Monday, March 28, 2016

Day 23: Cake Decorating

I think this is one of the classes I was most looking forward to; my home cake decorating up until now has been haphazard at best. Probably because I never really piped anything at home and today was all about piping frosting and royal icing. However, before you get any notions that making frosting roses is easy let me assure you, it is NOT.

We started the day by making yellow cake and cookies, basic recipes, so we could practice our decorations. Then we made royal icing and we each got to choose a color and then make roses. Granted, the icing wasn't stiff enough, even with adding more sugar, and it was a rainy day which likely made it more finicky.
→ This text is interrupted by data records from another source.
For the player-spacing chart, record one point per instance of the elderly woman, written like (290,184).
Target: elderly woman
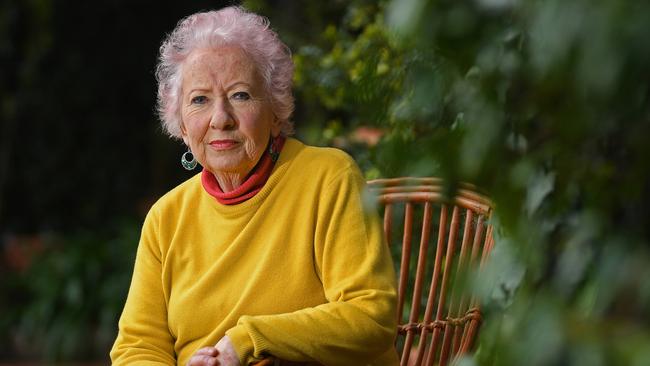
(267,252)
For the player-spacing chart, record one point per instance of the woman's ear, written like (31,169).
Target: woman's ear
(276,127)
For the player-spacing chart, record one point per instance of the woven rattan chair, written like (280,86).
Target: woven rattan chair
(431,275)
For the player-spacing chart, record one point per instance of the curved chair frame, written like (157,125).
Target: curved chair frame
(450,322)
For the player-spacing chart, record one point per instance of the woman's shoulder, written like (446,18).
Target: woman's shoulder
(185,191)
(325,157)
(321,163)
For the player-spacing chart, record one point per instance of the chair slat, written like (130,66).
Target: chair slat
(406,257)
(452,317)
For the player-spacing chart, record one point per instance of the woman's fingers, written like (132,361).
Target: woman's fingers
(207,351)
(206,356)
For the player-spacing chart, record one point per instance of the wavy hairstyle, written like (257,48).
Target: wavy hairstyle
(231,26)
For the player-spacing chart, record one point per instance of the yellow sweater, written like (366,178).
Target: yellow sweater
(299,271)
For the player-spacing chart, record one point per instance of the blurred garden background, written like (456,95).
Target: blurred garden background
(545,104)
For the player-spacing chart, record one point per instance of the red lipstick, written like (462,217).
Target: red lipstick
(225,144)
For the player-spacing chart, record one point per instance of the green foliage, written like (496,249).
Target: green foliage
(545,104)
(70,297)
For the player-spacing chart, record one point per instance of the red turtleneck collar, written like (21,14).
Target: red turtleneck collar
(255,181)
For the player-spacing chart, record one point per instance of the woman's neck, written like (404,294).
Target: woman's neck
(229,181)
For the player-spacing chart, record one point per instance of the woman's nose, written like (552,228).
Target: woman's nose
(222,117)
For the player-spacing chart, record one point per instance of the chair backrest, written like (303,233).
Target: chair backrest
(433,276)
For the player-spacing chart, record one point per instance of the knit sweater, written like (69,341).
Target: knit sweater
(299,271)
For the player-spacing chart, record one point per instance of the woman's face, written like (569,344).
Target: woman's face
(226,117)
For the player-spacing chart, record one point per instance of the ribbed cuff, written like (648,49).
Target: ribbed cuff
(242,342)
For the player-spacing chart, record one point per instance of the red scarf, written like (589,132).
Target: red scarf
(255,181)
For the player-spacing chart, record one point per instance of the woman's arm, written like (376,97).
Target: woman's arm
(358,322)
(144,336)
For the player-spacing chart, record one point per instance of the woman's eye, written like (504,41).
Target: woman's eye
(200,99)
(241,96)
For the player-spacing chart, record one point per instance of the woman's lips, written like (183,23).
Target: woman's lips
(223,144)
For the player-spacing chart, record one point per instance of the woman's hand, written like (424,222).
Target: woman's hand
(206,356)
(227,354)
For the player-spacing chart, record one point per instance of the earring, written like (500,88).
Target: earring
(273,149)
(187,160)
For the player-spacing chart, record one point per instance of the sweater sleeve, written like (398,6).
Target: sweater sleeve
(358,322)
(144,337)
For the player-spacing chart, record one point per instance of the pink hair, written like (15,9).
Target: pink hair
(231,26)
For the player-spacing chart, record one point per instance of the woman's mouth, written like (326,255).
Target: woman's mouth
(225,144)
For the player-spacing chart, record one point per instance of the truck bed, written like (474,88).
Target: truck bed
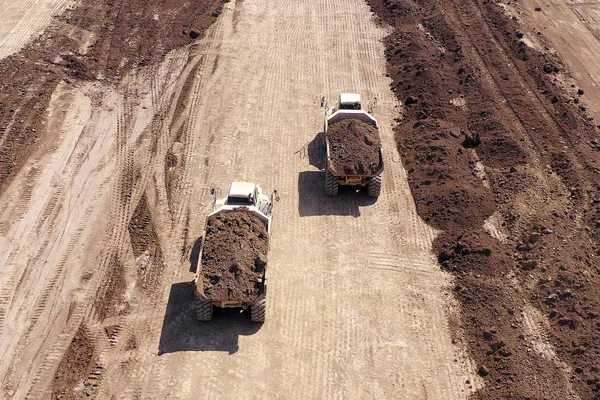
(234,256)
(354,147)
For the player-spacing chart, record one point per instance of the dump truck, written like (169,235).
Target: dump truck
(232,265)
(353,145)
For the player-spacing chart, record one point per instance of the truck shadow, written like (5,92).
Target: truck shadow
(182,332)
(314,151)
(314,202)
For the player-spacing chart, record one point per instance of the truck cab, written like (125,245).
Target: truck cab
(349,101)
(245,194)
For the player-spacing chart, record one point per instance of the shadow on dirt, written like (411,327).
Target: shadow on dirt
(182,332)
(313,201)
(193,254)
(314,151)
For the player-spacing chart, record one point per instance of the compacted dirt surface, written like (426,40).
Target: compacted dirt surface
(234,255)
(354,147)
(473,275)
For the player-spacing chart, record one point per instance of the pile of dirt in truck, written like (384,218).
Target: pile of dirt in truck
(354,147)
(234,255)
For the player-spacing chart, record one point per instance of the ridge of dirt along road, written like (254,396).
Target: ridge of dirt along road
(502,157)
(104,216)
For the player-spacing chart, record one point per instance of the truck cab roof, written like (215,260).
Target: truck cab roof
(350,101)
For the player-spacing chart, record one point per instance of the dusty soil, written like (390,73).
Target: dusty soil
(354,147)
(504,160)
(95,40)
(71,380)
(234,256)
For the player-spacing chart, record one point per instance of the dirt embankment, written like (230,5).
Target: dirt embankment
(71,379)
(354,147)
(95,41)
(505,163)
(234,255)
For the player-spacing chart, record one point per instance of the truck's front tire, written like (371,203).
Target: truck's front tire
(204,310)
(374,186)
(331,184)
(258,311)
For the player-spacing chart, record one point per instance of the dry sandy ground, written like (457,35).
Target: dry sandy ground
(358,306)
(22,20)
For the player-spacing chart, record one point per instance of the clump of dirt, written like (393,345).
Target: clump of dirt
(486,131)
(76,365)
(144,241)
(110,299)
(234,255)
(354,147)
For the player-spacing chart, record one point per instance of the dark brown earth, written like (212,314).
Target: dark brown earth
(150,29)
(477,99)
(71,379)
(144,242)
(354,147)
(234,255)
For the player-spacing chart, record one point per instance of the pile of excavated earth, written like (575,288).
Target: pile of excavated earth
(354,147)
(234,255)
(504,161)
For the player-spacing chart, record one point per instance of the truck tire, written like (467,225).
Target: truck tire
(331,184)
(374,186)
(204,310)
(258,311)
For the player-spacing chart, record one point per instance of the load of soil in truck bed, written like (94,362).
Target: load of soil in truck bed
(354,147)
(234,256)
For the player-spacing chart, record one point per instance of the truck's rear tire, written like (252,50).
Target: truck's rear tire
(204,310)
(374,186)
(331,184)
(258,311)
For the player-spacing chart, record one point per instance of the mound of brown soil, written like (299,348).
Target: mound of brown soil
(462,69)
(234,256)
(354,147)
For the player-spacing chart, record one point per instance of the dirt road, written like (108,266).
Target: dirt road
(22,20)
(101,223)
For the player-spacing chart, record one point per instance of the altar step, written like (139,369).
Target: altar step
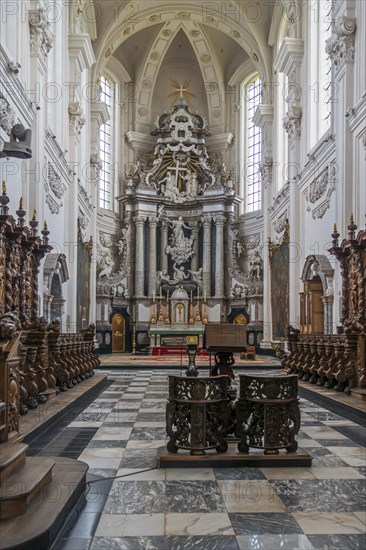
(175,350)
(37,495)
(233,459)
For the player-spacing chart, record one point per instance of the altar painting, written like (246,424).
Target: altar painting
(280,278)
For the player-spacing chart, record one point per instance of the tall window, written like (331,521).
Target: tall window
(253,142)
(105,181)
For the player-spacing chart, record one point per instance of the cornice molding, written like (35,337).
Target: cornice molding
(80,47)
(291,52)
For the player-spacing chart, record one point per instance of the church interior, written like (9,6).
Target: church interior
(182,274)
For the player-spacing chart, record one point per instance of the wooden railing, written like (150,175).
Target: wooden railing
(37,364)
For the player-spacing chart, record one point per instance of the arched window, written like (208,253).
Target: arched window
(252,144)
(281,141)
(105,136)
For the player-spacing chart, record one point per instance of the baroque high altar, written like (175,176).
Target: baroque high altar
(173,267)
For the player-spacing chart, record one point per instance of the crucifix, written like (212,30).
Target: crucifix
(177,170)
(181,91)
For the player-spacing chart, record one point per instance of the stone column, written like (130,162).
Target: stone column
(289,61)
(194,262)
(152,256)
(219,264)
(207,254)
(139,257)
(164,244)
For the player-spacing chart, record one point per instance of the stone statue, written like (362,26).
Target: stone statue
(105,265)
(170,189)
(178,233)
(179,274)
(196,276)
(120,246)
(192,185)
(9,326)
(239,248)
(162,277)
(256,266)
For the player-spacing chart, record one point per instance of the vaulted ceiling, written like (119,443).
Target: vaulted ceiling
(206,41)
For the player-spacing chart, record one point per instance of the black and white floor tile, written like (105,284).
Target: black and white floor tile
(322,507)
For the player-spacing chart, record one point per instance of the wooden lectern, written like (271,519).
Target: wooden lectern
(224,339)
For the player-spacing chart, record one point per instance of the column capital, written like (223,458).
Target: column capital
(139,220)
(292,122)
(41,38)
(291,53)
(341,45)
(266,171)
(219,219)
(206,219)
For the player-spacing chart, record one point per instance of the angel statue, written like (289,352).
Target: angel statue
(179,274)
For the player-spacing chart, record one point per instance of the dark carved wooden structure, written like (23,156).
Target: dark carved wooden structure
(268,414)
(197,414)
(337,361)
(37,361)
(224,339)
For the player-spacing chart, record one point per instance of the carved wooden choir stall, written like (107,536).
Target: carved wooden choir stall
(337,361)
(37,361)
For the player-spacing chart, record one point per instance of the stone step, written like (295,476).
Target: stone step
(23,485)
(12,456)
(38,527)
(359,393)
(49,394)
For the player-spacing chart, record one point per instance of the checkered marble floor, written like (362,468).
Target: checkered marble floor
(321,507)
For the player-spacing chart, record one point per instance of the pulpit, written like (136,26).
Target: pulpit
(267,413)
(197,414)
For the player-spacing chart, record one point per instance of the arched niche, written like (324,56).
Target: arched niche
(55,273)
(316,301)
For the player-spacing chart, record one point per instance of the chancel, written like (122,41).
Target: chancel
(182,274)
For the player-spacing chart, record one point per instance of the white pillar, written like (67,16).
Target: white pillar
(207,254)
(152,256)
(164,244)
(139,257)
(219,263)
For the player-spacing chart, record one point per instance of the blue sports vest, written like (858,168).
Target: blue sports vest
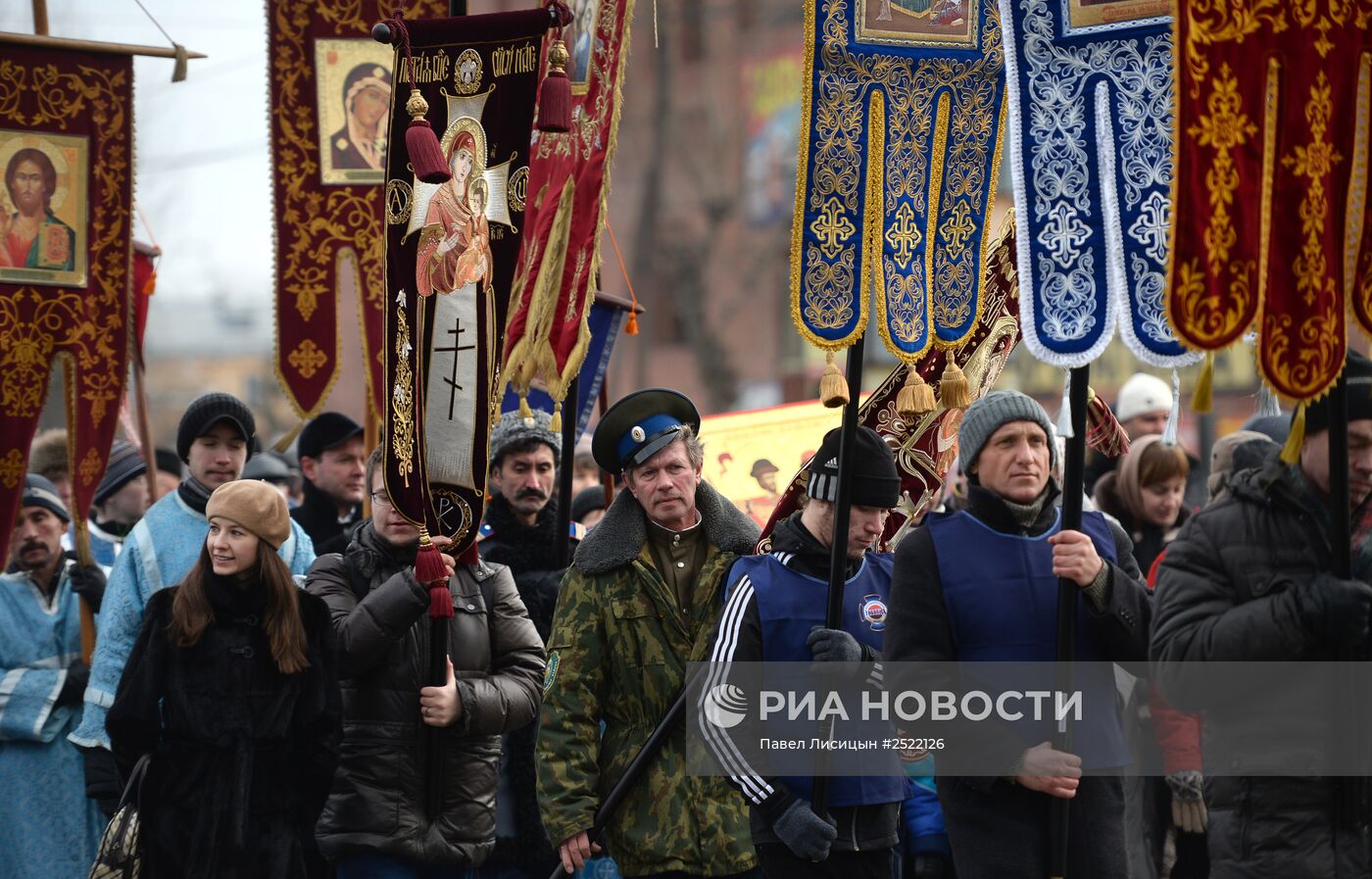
(1002,601)
(791,604)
But my roses were UG-LEE! I did a little better with the apple blossoms and, because I had purple frosting, I made violets.

After everyone was good and frustrated, we moved on to icing the cookies. This went a lot better; again we each made a color and then we passed them around to make our cookies and play with techniques. We made piping icing for the outlines and flooding icing to fill in between the lines. One of my classmates taught me how to make really pretty roses in the icing. (Unfortunately, that cookie smudged on the way home and so I just had to eat it.)

Then it was time to work on the buttercream frosting for the cakes. We made a Swiss buttercream, as we started the egg whites and sugar in a double boiler and then transferred that to a mixer; from there the technique is the same in that you beat it until it's cool and then add the butter. As we made a lot of buttercream we were in serious danger of overflowing the larger mixer. Ultimately we had to split the batch for it to beat properly. The buttercream was left white so we could work on the cakes.

First we assembled the cake - trimmed layers with about half an inch of buttercream between the layers. Next was a crumb coat and then back in the freezer to chill briefly. After that, the cakes were frosted and the sides were smoothed. Chef showed us how to do a basketweave on the sides and we got to pick how we wanted to finish the top edge. I chose a braid. The basketweave comes out so beautiful and I really enjoyed working on it; I took my time and I'm pleased with the result. Finally we added our flowers and had the option of writing on the cake if we wished.

The flip side to all this work is that it was a significant mess and clean up took longer than anyone really wanted it to. But we still managed to get out of there before the next class started!


  1. This looks great. I have had my fun with cake decorating but the buttercream ones were definitely harder than the fondant. Yours looks great (I haven't tried basket weave yet)!